Re: WordNet Task Force - work outline from Jeremy Carroll on 2004-03-26 (public-swbp-wg@w3.org from March 2004)

From: Jeremy Carroll <jjc@hplb.hpl.hp.com>
Date: Fri, 26 Mar 2004 12:37:09 +0000
To: Aldo Gangemi <a.gangemi@istc.cnr.it>
Cc: public-swbp-wg@w3.org
Message-ID: <406423F5.6070809@hplb.hpl.hp.com>
Thanks Aldo for your reply, thanks particularly for pointing me at this:


 > 1) Datatype remapping of WordNet, in order to arrive at a preliminary
 > namespace  (what are the classes, the individuals, the properties, and
 > how many levels are currently collapsed in wordnets?).

which does seem to address many (possibly all) of my concerns.

If the WordNet TF has a first phase that completes this task, and succeeds 
in making it useful (more useful than it being done outside this WG), by:

- successfully persuading say Princeton to use it to publish an OWL version 
of WordNet
- successfully getting consensus from the other WordNet mappers that this 
is a good point to start, so that they use the same schema and terminology 
at this meta-level
- successfully persuade tool developers that this schema is worth having 
some built-in support for

then I would be very happy.

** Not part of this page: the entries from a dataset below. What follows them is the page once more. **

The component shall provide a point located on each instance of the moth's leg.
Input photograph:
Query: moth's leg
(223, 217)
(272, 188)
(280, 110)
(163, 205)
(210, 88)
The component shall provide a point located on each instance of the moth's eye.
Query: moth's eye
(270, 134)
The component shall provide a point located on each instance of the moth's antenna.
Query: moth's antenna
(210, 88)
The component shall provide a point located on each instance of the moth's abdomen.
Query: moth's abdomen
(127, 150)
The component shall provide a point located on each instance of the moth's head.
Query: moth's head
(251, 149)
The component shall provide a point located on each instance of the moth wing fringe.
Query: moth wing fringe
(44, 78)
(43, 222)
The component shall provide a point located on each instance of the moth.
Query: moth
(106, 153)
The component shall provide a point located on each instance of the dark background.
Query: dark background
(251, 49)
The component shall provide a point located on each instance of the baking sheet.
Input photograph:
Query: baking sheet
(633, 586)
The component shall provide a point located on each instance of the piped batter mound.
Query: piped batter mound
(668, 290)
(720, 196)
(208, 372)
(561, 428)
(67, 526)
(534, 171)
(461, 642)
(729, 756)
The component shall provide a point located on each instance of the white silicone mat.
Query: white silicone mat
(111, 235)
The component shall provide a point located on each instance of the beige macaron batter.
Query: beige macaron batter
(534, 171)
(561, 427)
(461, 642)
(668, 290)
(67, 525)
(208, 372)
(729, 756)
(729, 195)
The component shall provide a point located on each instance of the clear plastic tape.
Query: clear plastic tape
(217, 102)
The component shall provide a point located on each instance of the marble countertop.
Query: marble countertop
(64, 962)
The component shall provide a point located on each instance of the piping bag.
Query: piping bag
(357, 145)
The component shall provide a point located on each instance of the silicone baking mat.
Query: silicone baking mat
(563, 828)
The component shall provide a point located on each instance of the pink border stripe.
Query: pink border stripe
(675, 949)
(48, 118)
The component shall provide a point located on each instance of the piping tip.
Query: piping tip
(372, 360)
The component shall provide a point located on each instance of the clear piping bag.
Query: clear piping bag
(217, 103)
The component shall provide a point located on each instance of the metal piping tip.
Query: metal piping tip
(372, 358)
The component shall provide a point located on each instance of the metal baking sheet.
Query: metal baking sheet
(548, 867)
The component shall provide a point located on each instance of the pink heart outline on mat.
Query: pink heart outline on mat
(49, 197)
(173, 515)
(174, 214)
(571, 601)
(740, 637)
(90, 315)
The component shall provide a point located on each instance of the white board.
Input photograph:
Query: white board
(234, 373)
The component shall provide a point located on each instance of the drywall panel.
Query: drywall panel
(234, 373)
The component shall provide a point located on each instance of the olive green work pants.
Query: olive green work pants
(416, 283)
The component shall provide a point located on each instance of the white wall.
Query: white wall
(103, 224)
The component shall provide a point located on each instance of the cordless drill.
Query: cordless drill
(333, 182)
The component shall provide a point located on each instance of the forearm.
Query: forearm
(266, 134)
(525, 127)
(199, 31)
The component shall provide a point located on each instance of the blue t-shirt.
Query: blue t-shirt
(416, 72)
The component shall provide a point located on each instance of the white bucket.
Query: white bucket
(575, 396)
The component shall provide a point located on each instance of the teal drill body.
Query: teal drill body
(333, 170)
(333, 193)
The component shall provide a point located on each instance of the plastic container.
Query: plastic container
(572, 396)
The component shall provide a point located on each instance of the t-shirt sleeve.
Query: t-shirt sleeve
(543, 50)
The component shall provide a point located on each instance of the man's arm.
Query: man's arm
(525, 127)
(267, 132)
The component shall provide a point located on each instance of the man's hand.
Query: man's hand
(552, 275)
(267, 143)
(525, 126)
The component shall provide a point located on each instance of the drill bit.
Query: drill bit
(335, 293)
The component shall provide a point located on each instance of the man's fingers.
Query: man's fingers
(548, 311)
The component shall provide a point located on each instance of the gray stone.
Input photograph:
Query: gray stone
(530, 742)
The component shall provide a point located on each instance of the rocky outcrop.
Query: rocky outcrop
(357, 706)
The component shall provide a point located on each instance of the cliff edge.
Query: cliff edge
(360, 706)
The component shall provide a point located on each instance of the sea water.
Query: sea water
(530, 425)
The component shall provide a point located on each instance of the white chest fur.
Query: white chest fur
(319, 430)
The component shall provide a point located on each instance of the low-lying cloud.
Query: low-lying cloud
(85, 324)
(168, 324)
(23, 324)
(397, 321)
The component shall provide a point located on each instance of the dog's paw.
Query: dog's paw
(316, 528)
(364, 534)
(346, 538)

For my part, I would do my best to persuade my 
colleagues that having some WordNet support in Jena, following the TF's 
suggestions, would be valuable.

I think that first phase looks quite hard, you seem to see it as easy. 
Technically you may well be right that it is addressed by:

 > Namespace(rdf   = <http://www.w3.org/1999/02/22-rdf-syntax-ns#>)
 > Namespace(xsd   = <http://www.w3.org/2001/XMLSchema#>)
 > Namespace(rdfs  = <http://www.w3.org/2000/01/rdf-schema#>)
 > Namespace(owl   = <http://www.w3.org/2002/07/owl#>)
 > Namespace(a     = <http://www.w3.org/2004/03/WordNetSchema#>)
 >
 > Ontology( <http://212.34.219.175/WN_Schema.owl.rdf>
 >
 >  ObjectProperty(a:Hyperonym)
 >  ObjectProperty(a:Hyponym
 >   inverseOf(a:Hyperonym)
 >   domain(a:Synset)
 >   range(a:Synset))
 >  ObjectProperty(a:Sense
 >   domain(a:Word)
 >   range(a:Synset))
 >  ObjectProperty(a:Synonym Symmetric
 >   domain(a:Word)
 >   range(a:Word))
 >
 >  Class(a:Synset partial
 >   restriction(a:Hyperonym someValuesFrom (a:Synset)))
 >  Class(a:Word partial
 >   restriction(a:Sense someValuesFrom (a:Synset)))
 > )
 >

however, the technical part is only the beginning of the task.
(I haven't reviewed this suggested ontology)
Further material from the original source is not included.